So… after all my talk yesterday, I didn’t get to go to Mass at all.  Part of it was my fault: I didn’t get up early enough to make it to the TLM in the morning.  I was going to go in the evening, but something else was taking place at the church and it was closed for the day.

As I stood crestfallen outside the church, unable to go inside, I got that feeling.  You probably know the feeling when something happens and you know in all honesty that you had it coming.  You look back on things you’ve done earlier and you realize that you were perched up on a pretty high horse.  My little Ascension Thursday rant struck me, among a variety of other less-than-obedient, less-than-charitable thoughts from the day.

I realized that I’ve  been stewing in discontent for a few days.  And I wasn’t seeing it.  I was getting comfortable with it.  I was even starting to enjoy it.

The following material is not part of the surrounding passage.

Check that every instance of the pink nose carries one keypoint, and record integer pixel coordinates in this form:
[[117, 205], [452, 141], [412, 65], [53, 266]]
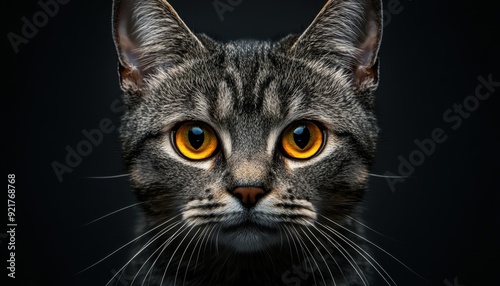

And the question came to me, “What have I been discontent about?”  And I really didn’t have a good answer.  As I walked back to my car, I thought about fellow Catholics whose churches have been permanently closed.  Catholics who don’t have easy access to churches and priests.  Catholics too ill or otherwise prevented from attending Mass.

And I am discontent?  I’ve got a wonderful parish with a wonderful priest.  I can attend Mass every day.  We have a good bishop.  We have the TLM.

I’m more ashamed now.  And even now my first, knee-jerk reaction is to rebel against it.  But that would only be giving into discontent, and would be more shameful.  Much more shameful than writing all this here for the world to read.

These little moments of humiliation and realization are a gift from God.  Sometimes we need our perspective adjusted.  Sometimes we need to be knocked off our high horses. Sometimes we need to put ourselves in other people’s shoes.  Sometimes we need to appreciate how grateful we should be.

As always, the important question is:  So what will I do now?  How will I make reparation?  I think I’ll keep my mouth shut and obey the bishop and pray the same Divine Office as everybody else in my diocese… and censure my idiot pride when it rails against it all.